Voilà plusieurs années que les études scientifiques analysent les effets des « drogues psychédéliques » sur l'anxiété, le stress ou la dépression. Pour la première fois, des chercheurs ont réussi à observer l'impact sur le cerveau de la psilocybine, le principe actif des champignons hallucinogènes.
Pour mettre en avant ses effets, publiés dans la revue scientifique Nature, les chercheurs de l'Imperial College de Londres ont suivi 20 patients atteints de dépression, et dont les symptômes étaient résistants aux traitements traditionnels. Ces derniers ont reçu deux doses de psilocybine (10 mg et 25 mg), à une semaine d'écarts. Les patients ont également passé une IRM avant et après la prise des doses.

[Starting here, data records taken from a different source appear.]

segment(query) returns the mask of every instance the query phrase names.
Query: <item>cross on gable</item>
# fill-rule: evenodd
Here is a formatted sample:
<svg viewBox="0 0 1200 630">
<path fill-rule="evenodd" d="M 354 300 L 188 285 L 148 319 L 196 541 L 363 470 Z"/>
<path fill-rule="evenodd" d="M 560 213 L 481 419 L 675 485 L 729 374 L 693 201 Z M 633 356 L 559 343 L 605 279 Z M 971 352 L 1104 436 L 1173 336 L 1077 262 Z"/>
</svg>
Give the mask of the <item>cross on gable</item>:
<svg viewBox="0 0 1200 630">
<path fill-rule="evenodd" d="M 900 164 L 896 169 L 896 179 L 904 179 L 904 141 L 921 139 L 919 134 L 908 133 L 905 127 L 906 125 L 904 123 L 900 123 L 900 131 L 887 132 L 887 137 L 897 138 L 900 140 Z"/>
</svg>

L'étude indique que les patients ont tous rapporté une diminution des symptômes dépressifs après le traitement à la psilocybine. Ces effets - tels que l'amélioration de l'humeur et le soulagement du stress - ont duré jusqu'à 5 semaines après le traitement. Surtout, les IRM ont révélé une réduction du flux sanguin dans différentes zones du cerveau, en particulier dans l'amygdale, connue pour être impliquée dans le traitement des réactions émotionnelles, du stress et de la peur.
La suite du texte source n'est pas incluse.